McClellan Addresses Future of Medicaid in Health Policy Speech
CMS Administrator Mark McClellan on Wednesday addressed the future of Medicaid while speaking at the 2005 National Health Policy Conference, sponsored by AcademyHealth and the journal Health Affairs. He said the program is "not just about flexibility, it's about flexibility that works," also saying that the current waiver system is too cumbersome for states to make innovations in their program offerings. According to CQ Healthbeat, his comments appeared to indicate that "Medicaid reimbursement ... would be tied in some way to meeting standards for saving money, improving treatment or expanding coverage."
CQ Healthbeat reports that "[s]igns point" to the replacement of waivers with performance measures "as the procedural hurdle state Medicaid programs would have to clear to adopt programs to save money or widen coverage." McClellan also spoke in favor of making home- and community-based care "an integral part of Medicaid" and promoted disease management and prevention programs.
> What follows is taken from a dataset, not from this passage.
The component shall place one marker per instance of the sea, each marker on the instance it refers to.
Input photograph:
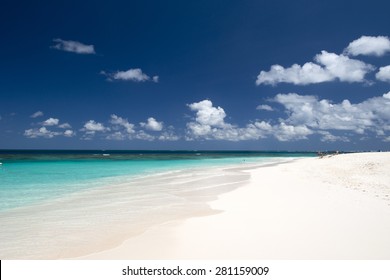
(62, 203)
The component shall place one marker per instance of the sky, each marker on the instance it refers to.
(195, 75)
He also advocated allowing parents to use Medicaid funds to pay for children's coverage if they can't afford family coverage through an employer. The Bush administration is expected to propose changes to Medicaid on Feb. 7 (CQ Healthbeat, 2/2).
Kansas Gov. Kathleen Sebelius (D), in a reaction to HHS Secretary Mike Leavitt's speech on Tuesday addressing Medicaid, said that if the Bush administration proposes spending caps on optional services, governors "would likely be even less enthusiastic" than when they previously opposed a similar plan in 2003, CongressDaily reports (Rovner, CongressDaily, 2/3).
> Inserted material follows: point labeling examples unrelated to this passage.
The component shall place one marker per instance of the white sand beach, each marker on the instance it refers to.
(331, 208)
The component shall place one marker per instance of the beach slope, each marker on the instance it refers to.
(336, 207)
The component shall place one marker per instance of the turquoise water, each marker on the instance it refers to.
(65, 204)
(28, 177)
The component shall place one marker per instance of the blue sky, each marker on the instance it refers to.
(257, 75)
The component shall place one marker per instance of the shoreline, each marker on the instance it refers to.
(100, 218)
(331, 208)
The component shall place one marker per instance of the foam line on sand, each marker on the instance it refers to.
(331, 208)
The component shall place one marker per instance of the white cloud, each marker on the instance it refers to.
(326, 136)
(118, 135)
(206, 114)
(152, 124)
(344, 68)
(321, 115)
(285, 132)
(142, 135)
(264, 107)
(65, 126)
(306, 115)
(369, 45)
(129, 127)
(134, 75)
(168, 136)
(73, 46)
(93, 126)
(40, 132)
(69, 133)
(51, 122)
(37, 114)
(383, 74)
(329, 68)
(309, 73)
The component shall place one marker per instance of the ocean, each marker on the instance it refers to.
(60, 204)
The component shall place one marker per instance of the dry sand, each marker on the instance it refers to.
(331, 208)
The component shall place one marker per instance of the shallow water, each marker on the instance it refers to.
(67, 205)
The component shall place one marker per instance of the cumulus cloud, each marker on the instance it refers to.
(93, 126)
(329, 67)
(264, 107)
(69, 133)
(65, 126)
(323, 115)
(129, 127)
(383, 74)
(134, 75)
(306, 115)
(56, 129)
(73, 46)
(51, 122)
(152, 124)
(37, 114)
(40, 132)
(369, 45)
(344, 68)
Leavitt on Tuesday said that the federal government could save $60 billion in Medicaid spending over the next 10 years by closing "loopholes" that allow middle-class seniors to receive benefits, prohibiting what he called "accounting gimmicks" used by states to receive more federal matching funds and eliminating excessive spending on items such as prescription drugs. In his first speech as HHS secretary, Leavitt said that the Bush administration will not limit federal spending on mandatory beneficiaries. However, he did not directly address the possibility of spending caps on optional patients and services, which account for about two-thirds of Medicaid costs (California Healthline, 2/2).
Sebelius, who also spoke at the conference on Wednesday, said that the federal government has failed to meet its responsibilities in health funding. She said that the highest-cost Medicaid beneficiaries are seniors in poor health who also receive Medicare benefits, but their costs for prescription drugs and long-term care "have been dumped, unceremoniously, on the states with little debate or discussion." If federal contributions to the program are capped, "the number of uninsured Americans would be catastrophic," she said, adding that any proposed cap is likely to be unacceptable. "That would leave grandparents fighting with their grandchildren for coverage," she said (CongressDaily, 2/3).